The strike price—95.6875—sits lower than the current SOFR futures price, which still factors in three quarter-point cuts before year-end. Whoever’s buying these contracts is calling bullshit on that prediction.
This isn’t some quiet backroom play. It’s a full-on offensive. The trade would pay off only if the futures price sinks closer to that 95.6875 mark, meaning expectations for rate cuts would need to die completely.
As of now, open interest in the trade is over 275,000 contracts, and the size has exploded just over the last few weeks. It picked up speed right after the Fed’s latest policy meeting—the one where they held their ground and left rates at 4.25% to 4.5%.
Only one quote was needed from that session: Jerome Powell, the Fed Chair, said the current level is “appropriate for current economic conditions” and won’t move unless the conditions do.
More traders enter as futures fall and open interest spikes
More firepower got added after Wednesday. On Thursday, SOFR futures slid lower again, and open interest in the 95.6875 put grew even more. That followed a market reaction to better-than-expected economic data and a rising stock market.
Traders started backing off their previous belief that the Fed would step in with cuts. That belief just keeps fading. And as it fades, this option gains value.
Since March, traders have spent around $25 million to buy nearly 250,000 of these contracts, Bloomberg reported. The number of individual traders in the position is unknown, but the volume says everything. They’re betting the Fed stays exactly where it is.
This trade also fed off a comment made by President Donald Trump on Thursday. Speaking at the White House, Trump told Americans to buy stocks based on upcoming progress with the UK trade deal. The stock market jumped immediately.
Optimism kicked in. But that could get tested fast, because Trump also mentioned on Friday that he might slap an 80% tariff on Chinese imports. That comes just ahead of weekend negotiations with Beijing
People involved in the setup reportedly say the US might instead push for something less severe, like getting tariffs below 60% to start.
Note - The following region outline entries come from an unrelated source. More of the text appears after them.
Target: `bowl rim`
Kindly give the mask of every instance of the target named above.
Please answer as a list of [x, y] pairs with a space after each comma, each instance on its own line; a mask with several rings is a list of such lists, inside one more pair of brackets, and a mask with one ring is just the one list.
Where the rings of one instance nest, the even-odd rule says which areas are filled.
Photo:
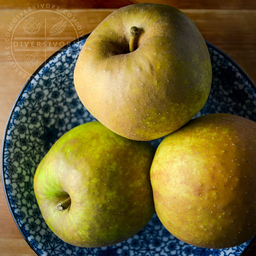
[[[8, 128], [9, 127], [9, 125], [10, 124], [10, 122], [11, 121], [11, 117], [12, 116], [13, 114], [13, 112], [14, 111], [14, 110], [16, 107], [17, 106], [17, 103], [18, 102], [20, 99], [20, 97], [23, 93], [24, 92], [24, 91], [26, 89], [27, 86], [28, 84], [31, 82], [31, 81], [33, 80], [34, 77], [35, 77], [36, 75], [38, 74], [38, 73], [40, 71], [40, 70], [42, 69], [42, 68], [45, 66], [46, 64], [48, 63], [49, 61], [54, 57], [58, 55], [60, 52], [63, 52], [67, 49], [67, 47], [70, 47], [70, 46], [73, 45], [74, 44], [78, 43], [79, 41], [82, 41], [85, 39], [87, 39], [88, 37], [90, 35], [90, 33], [88, 34], [87, 34], [84, 35], [80, 37], [75, 39], [70, 43], [64, 46], [63, 47], [60, 48], [58, 51], [54, 52], [52, 55], [50, 56], [47, 59], [46, 59], [41, 64], [41, 65], [36, 69], [36, 70], [33, 73], [33, 74], [31, 75], [30, 77], [28, 79], [27, 81], [25, 83], [23, 87], [20, 90], [20, 91], [18, 94], [16, 100], [15, 100], [13, 105], [12, 108], [9, 115], [8, 116], [7, 120], [6, 122], [5, 128], [4, 129], [4, 131], [3, 133], [3, 141], [2, 143], [2, 146], [1, 146], [1, 178], [2, 178], [2, 182], [3, 183], [3, 189], [4, 192], [4, 195], [6, 198], [6, 200], [7, 205], [8, 206], [8, 207], [9, 208], [9, 210], [11, 212], [12, 215], [12, 216], [16, 224], [19, 231], [20, 231], [20, 234], [23, 237], [23, 238], [24, 239], [25, 241], [26, 242], [27, 244], [29, 246], [30, 248], [32, 249], [33, 251], [38, 256], [41, 256], [41, 255], [38, 253], [38, 252], [35, 250], [35, 248], [33, 247], [30, 242], [29, 241], [28, 239], [27, 238], [26, 236], [23, 233], [23, 232], [17, 220], [15, 217], [14, 212], [13, 212], [12, 209], [12, 207], [11, 206], [11, 203], [9, 199], [9, 198], [7, 195], [7, 192], [6, 189], [6, 183], [5, 180], [5, 177], [4, 175], [4, 148], [5, 145], [5, 141], [6, 138], [7, 131], [8, 130]], [[244, 76], [244, 77], [246, 79], [246, 80], [248, 81], [249, 83], [250, 84], [252, 87], [253, 89], [255, 92], [256, 93], [256, 85], [254, 84], [254, 83], [253, 82], [252, 80], [250, 78], [249, 76], [247, 75], [247, 74], [244, 71], [244, 70], [242, 69], [241, 67], [232, 58], [231, 58], [227, 54], [225, 53], [224, 52], [223, 52], [222, 50], [221, 50], [218, 47], [215, 46], [214, 45], [212, 44], [211, 43], [208, 42], [208, 41], [205, 40], [205, 42], [206, 43], [207, 45], [208, 46], [209, 46], [211, 48], [212, 48], [213, 49], [216, 51], [221, 55], [222, 55], [225, 58], [227, 59], [230, 63], [232, 64], [239, 71], [239, 72]], [[249, 248], [252, 246], [252, 245], [254, 243], [254, 242], [256, 241], [256, 236], [255, 236], [252, 239], [252, 240], [250, 242], [249, 244], [245, 248], [244, 250], [243, 251], [242, 253], [240, 254], [240, 256], [243, 256], [244, 255], [244, 254], [246, 253], [247, 250], [249, 249]]]

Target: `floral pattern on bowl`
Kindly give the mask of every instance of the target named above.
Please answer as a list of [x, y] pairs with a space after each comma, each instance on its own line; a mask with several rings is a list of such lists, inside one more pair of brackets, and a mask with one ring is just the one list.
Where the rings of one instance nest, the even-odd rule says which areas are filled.
[[[79, 124], [95, 120], [76, 94], [73, 72], [88, 35], [48, 59], [18, 96], [9, 118], [2, 145], [2, 175], [6, 200], [22, 236], [37, 255], [51, 256], [236, 256], [244, 255], [256, 237], [239, 246], [210, 249], [189, 245], [164, 227], [155, 214], [132, 237], [112, 246], [81, 248], [68, 244], [47, 226], [36, 202], [33, 179], [53, 143]], [[256, 121], [256, 87], [228, 56], [207, 43], [213, 79], [200, 116], [229, 113]], [[156, 148], [161, 140], [151, 142]]]

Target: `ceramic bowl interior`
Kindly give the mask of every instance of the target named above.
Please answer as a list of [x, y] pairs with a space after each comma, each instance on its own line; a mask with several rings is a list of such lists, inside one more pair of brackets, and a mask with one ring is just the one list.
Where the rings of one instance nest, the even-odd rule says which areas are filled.
[[[73, 82], [76, 61], [87, 36], [61, 49], [38, 68], [20, 92], [8, 120], [2, 145], [2, 179], [10, 210], [24, 239], [38, 255], [243, 255], [255, 238], [221, 250], [195, 247], [169, 233], [155, 214], [133, 237], [101, 248], [70, 245], [48, 227], [35, 196], [33, 176], [40, 160], [58, 138], [75, 126], [95, 120], [80, 102]], [[256, 121], [255, 86], [230, 58], [207, 44], [212, 82], [209, 99], [197, 116], [226, 113]], [[156, 148], [160, 140], [151, 143]]]

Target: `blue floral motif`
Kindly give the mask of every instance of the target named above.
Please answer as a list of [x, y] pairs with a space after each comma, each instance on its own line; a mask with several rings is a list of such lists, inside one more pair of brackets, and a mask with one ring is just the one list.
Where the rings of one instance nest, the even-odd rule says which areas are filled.
[[[20, 232], [37, 255], [51, 256], [240, 256], [250, 241], [221, 250], [195, 247], [179, 240], [155, 214], [142, 230], [112, 246], [81, 248], [59, 238], [47, 226], [33, 189], [37, 166], [47, 151], [72, 127], [95, 119], [76, 93], [73, 72], [85, 39], [71, 44], [32, 77], [14, 106], [3, 144], [3, 182]], [[196, 115], [229, 113], [256, 121], [256, 88], [237, 65], [208, 44], [213, 79], [208, 99]], [[151, 142], [156, 148], [163, 138]]]

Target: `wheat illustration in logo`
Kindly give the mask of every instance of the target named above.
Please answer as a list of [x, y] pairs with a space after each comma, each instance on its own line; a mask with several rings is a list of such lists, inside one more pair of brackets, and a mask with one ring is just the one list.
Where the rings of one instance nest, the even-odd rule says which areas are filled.
[[23, 24], [23, 29], [30, 35], [34, 36], [40, 31], [40, 23], [35, 18], [30, 17]]
[[54, 25], [49, 30], [49, 35], [56, 35], [63, 32], [66, 28], [67, 20], [62, 23], [63, 20]]
[[38, 61], [41, 58], [38, 56], [37, 53], [32, 53], [25, 55], [24, 58], [27, 64], [27, 67], [30, 70], [34, 70], [38, 67]]

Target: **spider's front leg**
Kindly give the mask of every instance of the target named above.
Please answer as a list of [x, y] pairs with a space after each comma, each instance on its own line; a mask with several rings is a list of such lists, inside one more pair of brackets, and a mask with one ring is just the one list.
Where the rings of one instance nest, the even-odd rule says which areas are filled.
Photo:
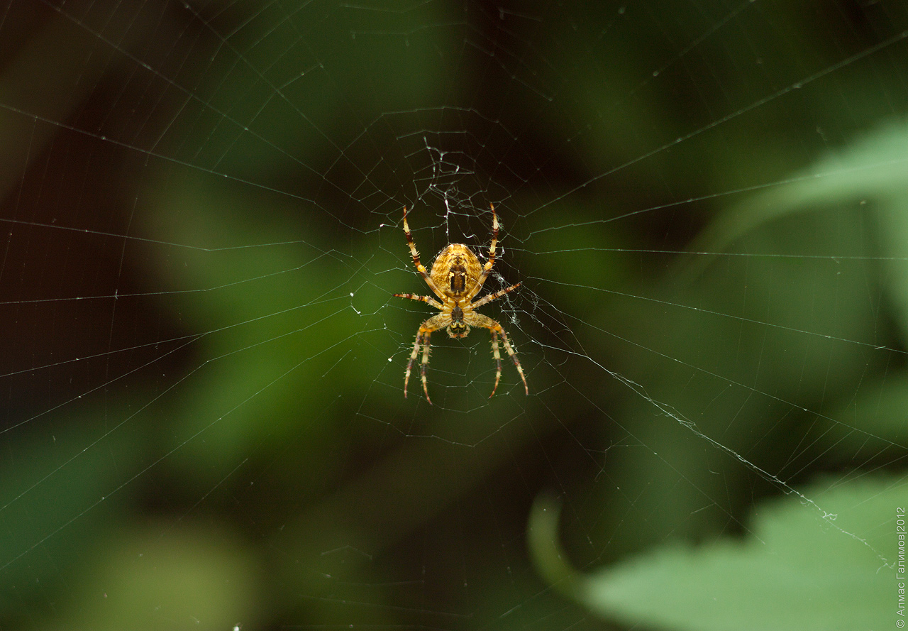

But any change there could swing how the Fed reacts for the rest of the year. If trade talks crash and burn, this massive put bet might lose steam—or it might go even deeper into the money.
WisdomTree sees no reason for Fed cuts
“Unless something bad happens between now and June, it means the Fed doesn’t need to go,” said Kevin Flanagan, the head of fixed income strategy at WisdomTree. Kevin pointed to vulnerability in short-term yields, especially since the Fed’s March projection still included two cuts.
Meanwhile, battle lines are forming in the Treasury futures market. On one side, asset managers are piling into long positions, betting that yields will fall. For the last eight straight weeks, they’ve increased their exposure by the equivalent of 1.3 million 10-year note futures.
On the other side, hedge funds are stacking short positions, adding around 1 million contracts to their total over just five weeks.
The largest change last week came in five-year notes. Asset managers extended their net long by $7.4 million per DV01, while hedge funds pushed their net short up $7.7 million per DV01. That’s not a quiet disagreement. That’s a full-scale war between bulls and bears on how far the Fed is going to hold out.
So far, the Fed isn’t blinking. Neither are the people betting it won’t.